Kerri Gowler and Grace Prendergast will be trying to make Olympic history for Kiwi sport this week.
And you only have to look at one of the greatest rowers in Olympic history, the legendary Brit Sir Steve Redgrave, to know how difficult their task is.
Gowler and Prendergast’s plan is to win gold in the coxless pair on Thursday and then hop into the eight and do it again the following day.
Redgrave won five Olympic gold medals in a row. But when he tried to win two gold medals at the same Games, in the pair and coxed pair, he came up a bit short, with a gold and bronze at Seoul in 1988. That shows just how hard it is.
Gowler and Prendergast have already had to race twice in a day in Japan, and while they are straight through to the eights final, there is also a pairs semifinal to negotiate on Tuesday.
And the narrowness of the eight’s heat win may well have been down to Gowler and Prendergast having raced in the pairs heat just a few hours earlier.
If everything goes to plan, they will claim gold on Thursday putting them on a high, which will help the eight really gel together the next day.
I know the Romanian women’s programme used to do the double-up and it was easier in the earlier 2000s when there was a smaller cluster of elite women.
New Zealand knows that a good eight becomes a very good eight when Gowler and Prendergast, the world championship-winning pair, are in the boat.

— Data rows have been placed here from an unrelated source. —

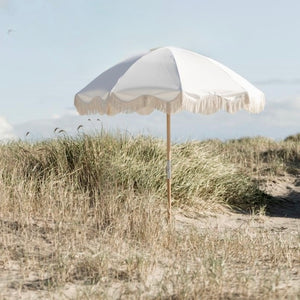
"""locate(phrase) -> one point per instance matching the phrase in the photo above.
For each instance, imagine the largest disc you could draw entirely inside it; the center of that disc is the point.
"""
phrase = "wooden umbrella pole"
(168, 168)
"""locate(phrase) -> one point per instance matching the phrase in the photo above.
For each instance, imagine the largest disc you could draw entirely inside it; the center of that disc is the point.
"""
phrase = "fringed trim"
(146, 104)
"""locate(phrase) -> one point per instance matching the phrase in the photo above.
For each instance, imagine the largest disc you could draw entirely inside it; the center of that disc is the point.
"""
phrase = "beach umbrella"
(168, 79)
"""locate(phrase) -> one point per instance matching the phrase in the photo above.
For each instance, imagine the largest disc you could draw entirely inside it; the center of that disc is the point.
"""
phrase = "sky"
(51, 49)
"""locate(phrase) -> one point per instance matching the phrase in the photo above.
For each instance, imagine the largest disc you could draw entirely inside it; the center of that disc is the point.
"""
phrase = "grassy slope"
(92, 210)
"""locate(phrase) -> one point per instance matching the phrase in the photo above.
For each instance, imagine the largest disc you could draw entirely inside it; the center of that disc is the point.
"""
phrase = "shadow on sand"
(287, 205)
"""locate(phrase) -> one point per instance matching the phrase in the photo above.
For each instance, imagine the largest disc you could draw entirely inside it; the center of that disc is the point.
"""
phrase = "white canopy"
(169, 79)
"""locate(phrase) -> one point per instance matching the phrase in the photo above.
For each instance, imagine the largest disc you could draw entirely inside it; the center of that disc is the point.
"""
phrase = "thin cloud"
(278, 81)
(6, 130)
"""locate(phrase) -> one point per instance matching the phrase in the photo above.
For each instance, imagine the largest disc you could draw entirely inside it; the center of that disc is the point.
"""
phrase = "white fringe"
(146, 104)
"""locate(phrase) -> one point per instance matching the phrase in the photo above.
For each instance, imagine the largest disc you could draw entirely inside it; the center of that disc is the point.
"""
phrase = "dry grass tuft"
(89, 213)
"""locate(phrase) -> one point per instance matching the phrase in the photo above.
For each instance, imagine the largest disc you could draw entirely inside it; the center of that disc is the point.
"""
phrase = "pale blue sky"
(50, 49)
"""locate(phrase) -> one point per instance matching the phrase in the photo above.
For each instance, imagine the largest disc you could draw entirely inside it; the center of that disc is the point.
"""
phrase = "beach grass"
(90, 212)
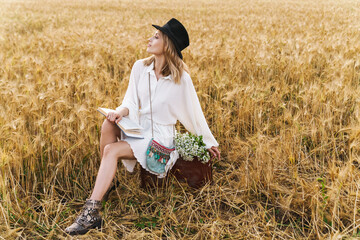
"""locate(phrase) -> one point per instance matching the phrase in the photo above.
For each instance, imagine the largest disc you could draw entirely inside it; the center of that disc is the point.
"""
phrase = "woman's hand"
(214, 152)
(114, 117)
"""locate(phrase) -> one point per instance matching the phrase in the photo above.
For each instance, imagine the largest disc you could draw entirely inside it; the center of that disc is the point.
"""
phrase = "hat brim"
(165, 31)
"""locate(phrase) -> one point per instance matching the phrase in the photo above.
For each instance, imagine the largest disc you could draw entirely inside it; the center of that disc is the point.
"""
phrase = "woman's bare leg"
(109, 134)
(111, 153)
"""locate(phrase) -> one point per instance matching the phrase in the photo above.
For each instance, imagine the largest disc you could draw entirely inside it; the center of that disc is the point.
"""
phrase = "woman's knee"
(118, 150)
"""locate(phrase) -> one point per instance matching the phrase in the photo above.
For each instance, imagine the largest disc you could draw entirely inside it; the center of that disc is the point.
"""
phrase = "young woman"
(164, 77)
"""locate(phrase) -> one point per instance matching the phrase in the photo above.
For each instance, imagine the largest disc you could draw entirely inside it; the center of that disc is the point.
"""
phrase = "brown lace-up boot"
(89, 218)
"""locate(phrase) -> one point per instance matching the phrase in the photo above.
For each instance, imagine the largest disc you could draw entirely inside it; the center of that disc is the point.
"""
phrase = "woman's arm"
(190, 114)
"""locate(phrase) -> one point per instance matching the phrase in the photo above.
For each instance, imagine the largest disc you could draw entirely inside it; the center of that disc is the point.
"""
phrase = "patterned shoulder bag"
(157, 155)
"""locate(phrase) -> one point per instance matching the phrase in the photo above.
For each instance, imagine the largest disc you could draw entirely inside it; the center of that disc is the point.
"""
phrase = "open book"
(128, 127)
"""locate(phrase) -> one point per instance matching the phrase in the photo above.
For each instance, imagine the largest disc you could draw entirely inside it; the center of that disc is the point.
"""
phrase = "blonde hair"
(174, 65)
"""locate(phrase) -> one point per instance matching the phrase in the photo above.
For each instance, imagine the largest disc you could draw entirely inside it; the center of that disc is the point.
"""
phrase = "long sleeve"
(191, 115)
(131, 100)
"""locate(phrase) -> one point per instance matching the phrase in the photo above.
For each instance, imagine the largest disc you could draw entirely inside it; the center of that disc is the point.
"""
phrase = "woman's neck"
(158, 65)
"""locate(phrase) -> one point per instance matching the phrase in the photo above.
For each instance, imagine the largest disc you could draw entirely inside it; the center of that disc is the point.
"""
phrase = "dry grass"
(279, 82)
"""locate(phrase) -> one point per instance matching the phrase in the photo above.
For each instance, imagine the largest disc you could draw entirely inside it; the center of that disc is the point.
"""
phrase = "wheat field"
(279, 84)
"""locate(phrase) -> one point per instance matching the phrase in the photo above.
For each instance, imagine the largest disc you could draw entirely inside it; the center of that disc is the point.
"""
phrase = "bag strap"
(152, 124)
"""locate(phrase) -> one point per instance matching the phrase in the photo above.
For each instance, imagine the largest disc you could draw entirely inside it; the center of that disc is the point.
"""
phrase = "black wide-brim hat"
(177, 33)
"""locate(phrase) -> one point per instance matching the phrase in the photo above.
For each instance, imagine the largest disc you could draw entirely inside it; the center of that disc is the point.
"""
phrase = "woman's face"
(156, 44)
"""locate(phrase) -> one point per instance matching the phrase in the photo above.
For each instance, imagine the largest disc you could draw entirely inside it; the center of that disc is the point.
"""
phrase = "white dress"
(170, 102)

It’s all about trying to win medals for your country, although it might be a tricky toss-up that could put a gold medal at risk, for the return of two minor medals. And you never truly know if the risk was worth it until after.
But don’t underestimate how hard it is to do. Off the top of my head, I don’t know of any guys who have won two gold medals at the Olympics, although Hamish Bond and I did manage it at the World Championships in 2014.

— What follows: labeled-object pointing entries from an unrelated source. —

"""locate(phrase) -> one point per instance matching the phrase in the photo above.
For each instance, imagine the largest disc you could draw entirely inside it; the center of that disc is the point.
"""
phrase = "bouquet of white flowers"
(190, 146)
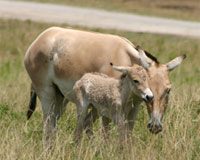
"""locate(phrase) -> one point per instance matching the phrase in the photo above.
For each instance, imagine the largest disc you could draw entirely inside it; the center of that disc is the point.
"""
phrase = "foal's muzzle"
(148, 95)
(154, 126)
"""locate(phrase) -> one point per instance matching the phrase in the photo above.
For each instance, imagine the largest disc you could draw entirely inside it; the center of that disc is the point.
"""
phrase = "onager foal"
(109, 95)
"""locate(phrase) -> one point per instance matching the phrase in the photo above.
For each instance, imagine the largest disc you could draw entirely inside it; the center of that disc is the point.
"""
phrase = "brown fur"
(61, 56)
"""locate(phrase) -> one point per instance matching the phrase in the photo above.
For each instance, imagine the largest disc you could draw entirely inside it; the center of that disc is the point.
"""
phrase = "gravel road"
(96, 18)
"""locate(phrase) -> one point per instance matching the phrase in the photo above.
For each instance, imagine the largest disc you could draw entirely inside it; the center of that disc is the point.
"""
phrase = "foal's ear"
(175, 62)
(122, 69)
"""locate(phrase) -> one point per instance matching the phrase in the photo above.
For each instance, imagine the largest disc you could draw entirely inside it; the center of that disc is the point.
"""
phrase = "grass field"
(178, 9)
(22, 140)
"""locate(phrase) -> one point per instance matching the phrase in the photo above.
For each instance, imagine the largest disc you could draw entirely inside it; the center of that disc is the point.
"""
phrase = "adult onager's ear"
(122, 69)
(175, 62)
(144, 60)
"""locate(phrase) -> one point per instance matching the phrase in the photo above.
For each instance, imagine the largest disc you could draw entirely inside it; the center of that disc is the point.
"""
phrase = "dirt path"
(96, 18)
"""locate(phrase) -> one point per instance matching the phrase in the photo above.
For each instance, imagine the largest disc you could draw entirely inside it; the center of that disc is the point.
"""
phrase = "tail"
(32, 103)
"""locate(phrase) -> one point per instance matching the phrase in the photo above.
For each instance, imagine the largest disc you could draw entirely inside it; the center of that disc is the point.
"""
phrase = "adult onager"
(59, 57)
(110, 96)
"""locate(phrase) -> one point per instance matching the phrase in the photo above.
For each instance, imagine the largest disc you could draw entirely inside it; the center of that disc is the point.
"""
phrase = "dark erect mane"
(151, 57)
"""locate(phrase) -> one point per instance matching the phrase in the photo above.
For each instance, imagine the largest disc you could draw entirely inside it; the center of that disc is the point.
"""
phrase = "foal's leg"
(82, 108)
(131, 117)
(91, 117)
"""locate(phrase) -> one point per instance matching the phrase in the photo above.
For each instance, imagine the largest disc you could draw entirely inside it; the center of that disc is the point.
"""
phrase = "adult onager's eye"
(136, 81)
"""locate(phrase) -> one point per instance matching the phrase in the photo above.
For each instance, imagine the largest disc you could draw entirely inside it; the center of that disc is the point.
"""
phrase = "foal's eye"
(136, 81)
(168, 90)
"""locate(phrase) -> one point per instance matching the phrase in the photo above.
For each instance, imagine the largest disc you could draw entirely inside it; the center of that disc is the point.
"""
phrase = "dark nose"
(154, 128)
(149, 98)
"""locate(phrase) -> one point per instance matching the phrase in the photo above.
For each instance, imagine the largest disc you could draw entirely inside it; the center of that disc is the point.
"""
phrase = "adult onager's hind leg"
(82, 108)
(53, 106)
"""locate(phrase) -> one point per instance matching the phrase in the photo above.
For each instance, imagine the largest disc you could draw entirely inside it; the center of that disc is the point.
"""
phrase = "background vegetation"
(179, 9)
(22, 140)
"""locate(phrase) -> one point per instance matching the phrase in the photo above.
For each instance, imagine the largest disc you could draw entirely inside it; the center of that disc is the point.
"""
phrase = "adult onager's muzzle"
(154, 125)
(148, 95)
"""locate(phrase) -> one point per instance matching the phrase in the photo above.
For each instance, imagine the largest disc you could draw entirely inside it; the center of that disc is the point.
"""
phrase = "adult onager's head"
(160, 85)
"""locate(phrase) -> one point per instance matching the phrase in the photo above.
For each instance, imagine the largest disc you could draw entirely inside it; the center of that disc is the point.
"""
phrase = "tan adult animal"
(59, 57)
(110, 96)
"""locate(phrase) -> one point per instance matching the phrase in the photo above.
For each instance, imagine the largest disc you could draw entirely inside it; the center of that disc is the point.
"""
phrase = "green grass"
(178, 9)
(22, 140)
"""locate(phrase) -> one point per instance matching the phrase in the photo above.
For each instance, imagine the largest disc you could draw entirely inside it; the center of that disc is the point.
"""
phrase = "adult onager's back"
(59, 57)
(110, 96)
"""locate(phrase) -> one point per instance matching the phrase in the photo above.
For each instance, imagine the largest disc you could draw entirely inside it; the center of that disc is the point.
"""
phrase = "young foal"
(110, 96)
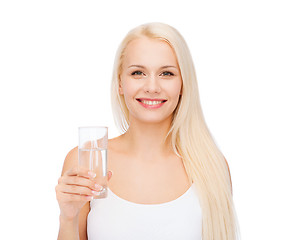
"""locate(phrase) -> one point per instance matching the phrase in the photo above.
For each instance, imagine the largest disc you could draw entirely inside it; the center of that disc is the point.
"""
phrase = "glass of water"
(92, 154)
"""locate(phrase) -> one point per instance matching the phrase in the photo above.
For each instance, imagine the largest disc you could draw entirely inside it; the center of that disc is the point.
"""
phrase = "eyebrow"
(140, 66)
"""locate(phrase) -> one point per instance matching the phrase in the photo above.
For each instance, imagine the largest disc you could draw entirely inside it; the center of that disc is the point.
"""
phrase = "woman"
(170, 180)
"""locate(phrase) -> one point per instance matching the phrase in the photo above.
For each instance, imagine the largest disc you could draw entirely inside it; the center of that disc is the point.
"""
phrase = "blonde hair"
(190, 137)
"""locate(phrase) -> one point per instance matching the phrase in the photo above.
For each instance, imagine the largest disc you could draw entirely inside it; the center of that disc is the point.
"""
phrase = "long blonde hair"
(190, 137)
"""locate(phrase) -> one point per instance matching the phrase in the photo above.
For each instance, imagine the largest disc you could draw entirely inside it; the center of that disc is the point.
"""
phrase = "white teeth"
(151, 102)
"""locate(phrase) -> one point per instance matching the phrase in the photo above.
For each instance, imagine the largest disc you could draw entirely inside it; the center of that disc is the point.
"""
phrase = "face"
(150, 80)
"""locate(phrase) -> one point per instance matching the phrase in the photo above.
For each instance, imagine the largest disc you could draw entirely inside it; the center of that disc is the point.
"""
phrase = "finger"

Another big story this week concerns single sculler Emma Twigg’s attempt to finally win the Olympic medal which has been so near and yet so far for her at two previous Games.
She was very impressive in the quarterfinal but the single scull event involves a lot of different tactics.

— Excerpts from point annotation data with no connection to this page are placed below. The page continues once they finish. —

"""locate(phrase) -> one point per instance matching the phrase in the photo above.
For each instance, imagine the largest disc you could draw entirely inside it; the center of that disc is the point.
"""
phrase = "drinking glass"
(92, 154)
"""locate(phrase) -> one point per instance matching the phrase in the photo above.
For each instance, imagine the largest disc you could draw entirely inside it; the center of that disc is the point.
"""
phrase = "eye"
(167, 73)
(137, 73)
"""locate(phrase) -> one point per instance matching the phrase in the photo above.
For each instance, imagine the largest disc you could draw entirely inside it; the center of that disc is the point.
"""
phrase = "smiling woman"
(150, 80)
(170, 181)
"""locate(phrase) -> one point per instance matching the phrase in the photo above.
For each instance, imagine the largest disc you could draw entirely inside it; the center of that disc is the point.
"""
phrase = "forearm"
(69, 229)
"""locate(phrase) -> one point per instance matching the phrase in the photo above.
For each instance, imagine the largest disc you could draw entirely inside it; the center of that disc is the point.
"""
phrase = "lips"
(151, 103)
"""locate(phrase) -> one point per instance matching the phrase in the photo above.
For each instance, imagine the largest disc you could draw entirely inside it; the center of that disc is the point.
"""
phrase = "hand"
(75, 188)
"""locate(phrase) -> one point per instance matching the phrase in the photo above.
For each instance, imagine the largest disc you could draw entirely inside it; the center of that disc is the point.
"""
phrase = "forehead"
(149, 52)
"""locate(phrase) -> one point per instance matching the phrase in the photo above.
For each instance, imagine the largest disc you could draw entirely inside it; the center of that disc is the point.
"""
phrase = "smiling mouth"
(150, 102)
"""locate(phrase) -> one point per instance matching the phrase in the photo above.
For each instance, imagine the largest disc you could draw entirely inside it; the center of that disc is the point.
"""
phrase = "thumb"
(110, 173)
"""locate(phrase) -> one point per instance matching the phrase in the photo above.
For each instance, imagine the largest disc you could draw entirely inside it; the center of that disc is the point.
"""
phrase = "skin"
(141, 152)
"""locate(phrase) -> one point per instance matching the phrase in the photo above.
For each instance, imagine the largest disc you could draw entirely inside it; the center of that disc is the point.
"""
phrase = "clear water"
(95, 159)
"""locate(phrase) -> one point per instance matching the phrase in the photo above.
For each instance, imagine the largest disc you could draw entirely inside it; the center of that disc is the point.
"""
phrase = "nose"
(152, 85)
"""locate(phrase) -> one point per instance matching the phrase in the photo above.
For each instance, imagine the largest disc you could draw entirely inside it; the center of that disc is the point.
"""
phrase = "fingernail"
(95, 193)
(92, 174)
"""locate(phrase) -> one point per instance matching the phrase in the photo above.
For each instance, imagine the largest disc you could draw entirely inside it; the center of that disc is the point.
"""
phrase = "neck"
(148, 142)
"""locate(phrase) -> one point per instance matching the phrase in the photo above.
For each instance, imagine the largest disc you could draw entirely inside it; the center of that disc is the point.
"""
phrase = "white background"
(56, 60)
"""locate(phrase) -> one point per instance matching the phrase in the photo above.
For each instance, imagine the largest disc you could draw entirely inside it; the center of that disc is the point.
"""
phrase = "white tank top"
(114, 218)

In other words, it is dangerous to read too much into a quarterfinal result when trying to predict how a semifinal will go.
Some competitors like to go hard out and dominate, while others ease off and conserve energy when they are assured of making it through.
Semifinals involve the most brutal of racing because it is a do-or-die race that can put you in the position to medal, or leave you with a hollow consolation prize.
Hamish and I always tried to dominate, because we had a lot of history. But I also know that there are a lot of people in the rowing community out there who don’t go out to win every race.
And Emma could find herself in a semifinal with three high-class opponents, depending on how the draw works.
As I said, semifinals are a particularly brutal business.